Blog and Weblog; don’t we use these interchangeably? Don’t they mean the same? Semantically, to a human–YES; to the search engine indexing the web content–NO. That’s exactly the vision of Semantic Web, when search engines and information retrieval in general extracts data like humans.
Well, in the above example of “Blog” vs. “Weblog”, its not the search engine’s fault for failing to index the content in a desirable manner. To some extent the problem also lies in the HTML page, which expresses the term “Blog” and “Weblog”. What if the HTML page header says that all the terms in the page conform to certain taxonomy. This is not uncommon, exactly what we do in a DTD or an XML Schema document. Take for example, the <P> tag. The tag is defines in the HTML DTD, and well understood by the browser’s parsing and rendering engine.
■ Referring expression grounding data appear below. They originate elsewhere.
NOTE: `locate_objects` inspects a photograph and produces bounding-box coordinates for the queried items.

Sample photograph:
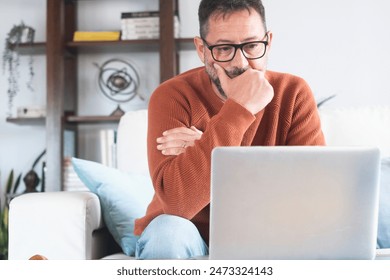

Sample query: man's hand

[157,126,203,155]
[214,63,274,115]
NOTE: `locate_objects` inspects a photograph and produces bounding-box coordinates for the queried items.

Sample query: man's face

[195,8,272,98]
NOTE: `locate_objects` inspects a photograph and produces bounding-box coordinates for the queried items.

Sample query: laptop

[209,146,381,260]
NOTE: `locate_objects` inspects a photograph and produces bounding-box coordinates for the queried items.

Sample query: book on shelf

[73,31,121,42]
[63,157,88,192]
[120,17,179,30]
[121,21,160,29]
[121,30,160,40]
[120,10,180,40]
[99,129,117,169]
[121,11,160,18]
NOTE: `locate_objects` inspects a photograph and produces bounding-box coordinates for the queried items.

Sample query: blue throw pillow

[377,157,390,248]
[71,157,154,256]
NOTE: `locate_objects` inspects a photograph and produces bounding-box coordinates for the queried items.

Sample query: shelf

[13,42,46,55]
[176,38,195,50]
[10,38,194,55]
[67,39,159,53]
[66,37,195,53]
[6,117,45,125]
[6,115,123,125]
[66,115,122,124]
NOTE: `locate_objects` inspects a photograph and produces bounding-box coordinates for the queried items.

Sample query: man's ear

[266,31,273,51]
[194,36,205,64]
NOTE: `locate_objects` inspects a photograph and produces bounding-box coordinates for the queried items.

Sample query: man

[134,0,325,259]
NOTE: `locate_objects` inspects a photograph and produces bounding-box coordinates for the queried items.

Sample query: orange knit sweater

[134,67,325,243]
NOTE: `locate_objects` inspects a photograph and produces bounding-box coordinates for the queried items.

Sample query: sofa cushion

[71,157,154,256]
[116,109,148,176]
[319,107,390,157]
[378,157,390,248]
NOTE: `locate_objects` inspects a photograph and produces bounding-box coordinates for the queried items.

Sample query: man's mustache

[225,67,248,78]
[208,66,248,99]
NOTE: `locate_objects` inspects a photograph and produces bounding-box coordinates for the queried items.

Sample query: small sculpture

[23,150,46,193]
[23,170,40,193]
[94,58,143,116]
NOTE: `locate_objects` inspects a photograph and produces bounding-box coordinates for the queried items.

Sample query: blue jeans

[135,214,209,259]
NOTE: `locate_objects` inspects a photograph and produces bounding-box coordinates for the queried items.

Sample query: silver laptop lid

[210,146,381,260]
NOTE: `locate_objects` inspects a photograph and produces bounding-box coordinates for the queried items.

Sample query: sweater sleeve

[147,87,256,220]
[286,81,325,145]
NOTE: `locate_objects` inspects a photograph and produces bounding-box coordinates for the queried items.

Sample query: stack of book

[121,11,180,40]
[63,157,88,191]
[99,129,117,169]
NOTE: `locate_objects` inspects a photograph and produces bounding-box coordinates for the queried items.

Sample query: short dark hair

[198,0,267,38]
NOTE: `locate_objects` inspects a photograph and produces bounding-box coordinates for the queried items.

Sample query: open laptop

[209,146,381,260]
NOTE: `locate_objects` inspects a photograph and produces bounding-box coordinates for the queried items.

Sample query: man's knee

[135,214,208,259]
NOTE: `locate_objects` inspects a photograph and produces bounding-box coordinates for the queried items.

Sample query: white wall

[262,0,390,107]
[0,0,46,195]
[179,0,390,107]
[1,0,389,192]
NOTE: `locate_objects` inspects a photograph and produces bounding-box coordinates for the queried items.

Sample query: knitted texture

[134,67,325,243]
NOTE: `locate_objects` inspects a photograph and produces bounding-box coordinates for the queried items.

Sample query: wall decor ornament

[23,149,46,193]
[2,21,35,117]
[94,58,143,116]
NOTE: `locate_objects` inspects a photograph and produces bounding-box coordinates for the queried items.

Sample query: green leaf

[32,150,46,169]
[12,173,22,194]
[5,170,14,195]
[2,207,9,228]
[0,210,8,259]
[0,210,4,227]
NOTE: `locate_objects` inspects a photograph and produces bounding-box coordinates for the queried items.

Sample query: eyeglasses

[201,33,269,62]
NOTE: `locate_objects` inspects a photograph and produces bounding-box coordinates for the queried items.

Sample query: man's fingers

[157,132,201,144]
[157,139,186,150]
[158,126,203,143]
[162,127,198,136]
[190,126,203,135]
[161,147,186,156]
[213,63,229,84]
[157,126,203,156]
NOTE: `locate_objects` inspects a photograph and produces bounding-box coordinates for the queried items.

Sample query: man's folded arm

[147,98,257,219]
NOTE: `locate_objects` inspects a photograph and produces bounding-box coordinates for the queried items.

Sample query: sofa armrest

[8,191,116,260]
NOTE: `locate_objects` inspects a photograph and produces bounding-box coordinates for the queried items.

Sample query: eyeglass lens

[212,42,266,62]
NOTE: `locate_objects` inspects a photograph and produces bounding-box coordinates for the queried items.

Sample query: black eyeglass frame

[201,33,269,62]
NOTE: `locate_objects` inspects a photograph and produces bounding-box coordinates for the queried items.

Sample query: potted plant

[0,170,21,260]
[0,199,9,260]
[2,21,35,117]
[0,149,45,259]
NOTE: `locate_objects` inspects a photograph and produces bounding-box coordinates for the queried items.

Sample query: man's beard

[206,66,248,99]
[212,77,226,98]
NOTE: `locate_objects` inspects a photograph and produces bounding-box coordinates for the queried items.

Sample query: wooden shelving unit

[7,0,195,190]
[43,0,190,190]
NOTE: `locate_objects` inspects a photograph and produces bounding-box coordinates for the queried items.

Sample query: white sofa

[8,106,390,260]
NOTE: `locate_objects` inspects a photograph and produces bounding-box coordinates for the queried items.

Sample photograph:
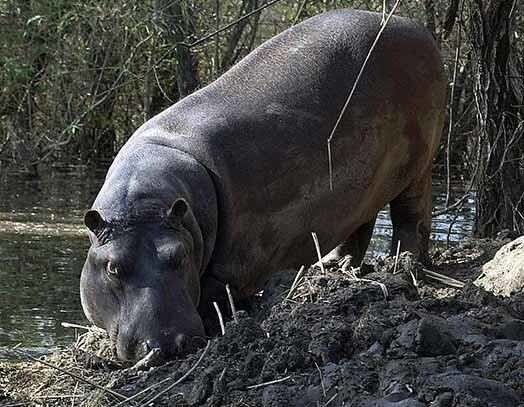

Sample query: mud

[2,238,524,407]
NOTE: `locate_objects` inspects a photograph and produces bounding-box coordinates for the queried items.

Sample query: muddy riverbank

[2,237,523,406]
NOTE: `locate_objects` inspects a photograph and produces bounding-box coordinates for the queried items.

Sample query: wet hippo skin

[80,9,447,361]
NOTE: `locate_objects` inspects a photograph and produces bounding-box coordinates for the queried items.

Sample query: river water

[0,167,474,360]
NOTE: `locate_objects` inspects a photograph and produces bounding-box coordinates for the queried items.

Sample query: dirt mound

[2,239,524,406]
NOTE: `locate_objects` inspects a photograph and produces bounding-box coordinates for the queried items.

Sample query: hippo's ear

[84,210,106,235]
[168,198,188,220]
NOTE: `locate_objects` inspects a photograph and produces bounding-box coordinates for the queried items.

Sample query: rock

[475,236,524,297]
[262,385,292,407]
[423,372,520,406]
[415,316,457,357]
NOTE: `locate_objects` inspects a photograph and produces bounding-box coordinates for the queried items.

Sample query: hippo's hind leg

[390,169,432,264]
[322,216,377,267]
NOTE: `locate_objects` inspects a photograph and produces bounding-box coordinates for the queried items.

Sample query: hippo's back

[123,9,447,294]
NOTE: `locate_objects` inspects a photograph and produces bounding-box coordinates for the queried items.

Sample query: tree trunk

[220,0,259,72]
[423,0,438,41]
[470,0,524,237]
[156,0,200,98]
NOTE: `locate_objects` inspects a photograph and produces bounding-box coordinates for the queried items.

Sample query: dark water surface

[0,167,474,360]
[0,167,106,360]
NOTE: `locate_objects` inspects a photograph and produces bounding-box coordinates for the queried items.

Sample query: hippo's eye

[106,261,119,277]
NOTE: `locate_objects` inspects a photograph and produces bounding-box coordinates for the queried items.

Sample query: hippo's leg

[390,169,432,264]
[322,216,377,267]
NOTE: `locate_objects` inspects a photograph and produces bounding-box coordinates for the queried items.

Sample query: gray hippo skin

[81,9,446,361]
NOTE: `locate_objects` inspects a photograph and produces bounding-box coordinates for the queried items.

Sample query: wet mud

[1,238,524,406]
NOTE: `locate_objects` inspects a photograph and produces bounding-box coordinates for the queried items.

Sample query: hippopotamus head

[80,198,206,362]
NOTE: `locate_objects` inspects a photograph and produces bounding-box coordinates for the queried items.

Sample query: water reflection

[0,168,475,360]
[369,185,475,256]
[0,167,106,360]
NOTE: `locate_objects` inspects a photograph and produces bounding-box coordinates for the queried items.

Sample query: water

[0,167,475,360]
[0,167,106,360]
[369,178,476,256]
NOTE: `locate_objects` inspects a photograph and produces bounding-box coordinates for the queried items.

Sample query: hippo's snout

[117,329,204,363]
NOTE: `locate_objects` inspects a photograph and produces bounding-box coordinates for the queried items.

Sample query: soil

[2,238,524,407]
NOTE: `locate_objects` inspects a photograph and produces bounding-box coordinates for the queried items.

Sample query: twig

[138,341,210,407]
[327,0,402,190]
[311,232,325,274]
[71,382,79,407]
[409,269,419,288]
[9,348,126,401]
[292,0,308,25]
[213,301,226,335]
[130,348,163,371]
[246,375,291,390]
[35,395,85,399]
[214,0,220,77]
[393,240,401,274]
[323,393,338,406]
[60,322,104,332]
[225,284,238,324]
[184,0,284,49]
[285,265,306,301]
[422,269,465,288]
[315,361,326,397]
[432,191,471,216]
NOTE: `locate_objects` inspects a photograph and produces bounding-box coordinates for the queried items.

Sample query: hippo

[80,9,447,361]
A browser semantically understands this tag as–“the text which comes after this tag is a paragraph and should be rendered as such”. In case of HTML the vocabulary is limited, a P tag is always a P tag. However, in case of English language a “Blog” is a “Weblog” which is an “Online Journal” which is… the list continues.
Establishing relationship is not trivial. A well-defined set of terms related with peers, parent-child nodes, and attributes–essentially this is Ontology, a way of representing and conceptualizing knowledge.
One very good example, where this association works–A robot programmed to identify/recognize fruits. Robot’s master writes the word “Mango” on the whiteboard. The robot quickly scans his ontology(assuming that the robot in our example uses Ontology for Knowledge Representation) for a match. He finds an exact match for the word M-A-N-G-O. Then he traverses; Mango –> Mangifera Indica (attribute type Scientific Name) –> Fruit (Parent node). The robot then thinks–“Mango is a Fruit”. But, how does he find whether the fruit is sweet/sour, grown in tropical climate, has a large seed, grows on trees, is rich in Vitamin C, Folate, Selenium and Pantothenic Acid ? The answer lies within the Ontology, which could represent the extended knowledge as well.
Going back to the search example, there are couple of ways to solve this problem:
- While indexing the page, instead of indexing the terms, index the generic id as retrieved from a “super” ontology. The hard part is locating the Ontology
- Let the web page authors expose the terms with some metadata around it. For (a hypothetical) example:
<p>This is my <so:onto id=”757893″ contextid=”222″>Weblog</so:onto> - Convert the search term itself. For example, if I search for Weblog, two queries are made–for “Blog” and “Weblog” and the search results de-duped and presented.
Some work is already being done in the TAP Project. TAP is a succession of Alpiri, founded by RV Guha and Rob McCool, the same people behind TAP.